I'm having problems with running the recovery CD. The problem first started when the computer (Acer Aspire 5102WLMi w/ XP SP2) wouldn't recognize anything in the computer when it booted up. Instead it tried to network boot, giving me this message:

"For Realtek RTL8139(X)/8130/810X PCI Fast Ethernet Controller v2.13 (020326)
PXE-E61: Media test failure, check cable
PXE-M0F: Exiting PXE ROM."

I disabled it and after several alt control deletes it suddenly recognized the hard drive and dvd drive and finally booted. I've had to do this several times just to get it to start up. Now it's started something else in combination with this. First, when it boots to the hard drive, it says

"Windows could not start because the following file is missing or corrupt:
<Windows root>\system32\hal.dll
Please re-install a copy of the above file"

So I figured I'd just run the recovery and reformat it. There's nothing important on it anyway. I stuck in the recovery disc and just set bios to run the recovery disc automatically so that if it didn't recognize the drives I could just alt control delete til it did. I got the recovery to start and it starts loading then all of the sudden, it'll just shut off on me out of nowhere while it's still loading the recovery disc.

I've checked all kinds of forums and sites and have found nothing that could help me. Does anyone have any ideas?


----------



## TriggerFinger (Jan 30, 2008)

*Re: Recovery problems with Acer Aspire 5100*

do you mean your laptop cannot consistently see the the hard drive or the CD drive? this could mean a bios or motherboard problem. reset the CMOS. try reseating these devices. also try to reseat your RAM modules. i also suggest you test your hard drive and CD drive on another computer just to be sure they are still in good working condition. if ever they test OK in another computer, then you could be having problems with your motherboard or bios.


----------



## peppertherj (Jun 14, 2008)

*Re: Recovery problems with Acer Aspire 5100*

Reset the cmos, now the computer is booting fine and loading the recovery disc all the way to copying the partition. The random rebooting was being caused by the computer overheating and bios shutting it down. The recovery is running now and is going well. Thanks much for the advice!


----------



## TriggerFinger (Jan 30, 2008)

*Re: Recovery problems with Acer Aspire 5100*

so it was overheating? i did not see that in the posts. i just thought the error pops up every time (even at first power ON of the day).

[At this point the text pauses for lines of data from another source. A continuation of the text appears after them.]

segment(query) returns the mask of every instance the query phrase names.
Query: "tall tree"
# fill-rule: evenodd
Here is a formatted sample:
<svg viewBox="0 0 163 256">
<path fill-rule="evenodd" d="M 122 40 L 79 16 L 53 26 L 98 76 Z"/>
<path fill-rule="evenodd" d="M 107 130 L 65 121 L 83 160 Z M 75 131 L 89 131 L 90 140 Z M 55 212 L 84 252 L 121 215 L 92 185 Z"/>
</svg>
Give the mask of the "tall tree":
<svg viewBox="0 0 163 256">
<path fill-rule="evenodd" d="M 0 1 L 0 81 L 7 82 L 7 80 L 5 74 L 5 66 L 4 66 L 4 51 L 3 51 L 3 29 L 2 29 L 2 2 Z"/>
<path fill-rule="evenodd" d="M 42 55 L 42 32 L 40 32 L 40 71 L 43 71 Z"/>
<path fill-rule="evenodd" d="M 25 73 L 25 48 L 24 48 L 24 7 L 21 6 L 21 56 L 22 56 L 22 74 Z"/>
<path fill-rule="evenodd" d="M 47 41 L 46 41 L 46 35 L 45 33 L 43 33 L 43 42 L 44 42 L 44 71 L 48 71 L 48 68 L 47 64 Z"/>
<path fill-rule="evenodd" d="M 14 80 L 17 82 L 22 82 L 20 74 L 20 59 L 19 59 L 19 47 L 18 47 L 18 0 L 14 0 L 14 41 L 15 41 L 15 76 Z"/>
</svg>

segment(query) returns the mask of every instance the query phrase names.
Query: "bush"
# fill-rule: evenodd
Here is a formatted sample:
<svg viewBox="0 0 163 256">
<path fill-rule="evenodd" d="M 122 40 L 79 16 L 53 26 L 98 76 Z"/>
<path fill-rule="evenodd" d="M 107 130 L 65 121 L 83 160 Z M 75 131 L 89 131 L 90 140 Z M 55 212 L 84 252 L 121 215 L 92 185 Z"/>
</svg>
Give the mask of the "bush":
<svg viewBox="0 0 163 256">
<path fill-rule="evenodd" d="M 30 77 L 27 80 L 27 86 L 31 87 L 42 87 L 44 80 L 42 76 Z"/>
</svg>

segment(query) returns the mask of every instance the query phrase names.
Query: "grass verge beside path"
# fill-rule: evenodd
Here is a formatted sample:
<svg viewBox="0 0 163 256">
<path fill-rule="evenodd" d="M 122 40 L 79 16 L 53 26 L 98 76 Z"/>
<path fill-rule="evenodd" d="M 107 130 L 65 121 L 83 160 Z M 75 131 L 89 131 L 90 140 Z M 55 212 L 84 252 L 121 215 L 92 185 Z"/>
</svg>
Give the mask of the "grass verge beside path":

good for you that you found this out. i am glad you got it working again.


----------



## peppertherj (Jun 14, 2008)

*Re: Recovery problems with Acer Aspire 5100*

Yeah, I didn't even know it was overheating. It turns out that's why it was shutting off every time i turned it on. The power cable for the fan was loose and wasn't running so I plugged it back in and away it went. Resetting the cmos seems to have helped the problem with it not reading the hard drive and optical when it turned on. I've restarted the computer several times after reinstalling programs and it hasn't messed up once. Thanks.


----------